As a final caveat, with the increasing availability of real-world data, there may be some discrepancies in information derived from different sources. As with all data, be it from RCTs or real-world practice, consideration should be given to the limitations and generalizability of results when interpreting individual study outcomes and applying them to everyday clinical practice.

Conclusions

Real-world studies provide important information that can complement and/or even expand the information obtained in RCTs.
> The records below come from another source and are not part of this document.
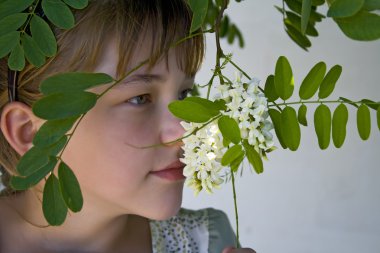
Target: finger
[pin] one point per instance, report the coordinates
(228, 249)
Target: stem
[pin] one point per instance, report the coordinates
(30, 17)
(219, 51)
(318, 102)
(247, 76)
(236, 209)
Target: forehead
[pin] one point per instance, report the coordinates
(138, 62)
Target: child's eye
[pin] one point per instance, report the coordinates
(139, 100)
(184, 94)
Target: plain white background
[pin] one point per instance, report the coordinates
(310, 200)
RCTs set the standard for eliminating bias in determining efficacy and safety of medications, but have significant limitations with regard to generalizability to the broad population of patients with diabetes receiving health care in diverse clinical practice settings. Because real-world studies are performed in actual clinical practice settings, they are better able to assess the actual effectiveness and safety of medications as they are used in real-life by patients and clinicians. With improving study designs, methodological advances, and data sources with more comprehensive data elements, the potential for real-world evidence continues to expand. Moreover, the limitations of real-world studies are better understood and can be better addressed. Real-world evidence can both generate hypotheses requiring further investigation in RCTs and also provide answers to some research questions that may be impractical to address through RCTs.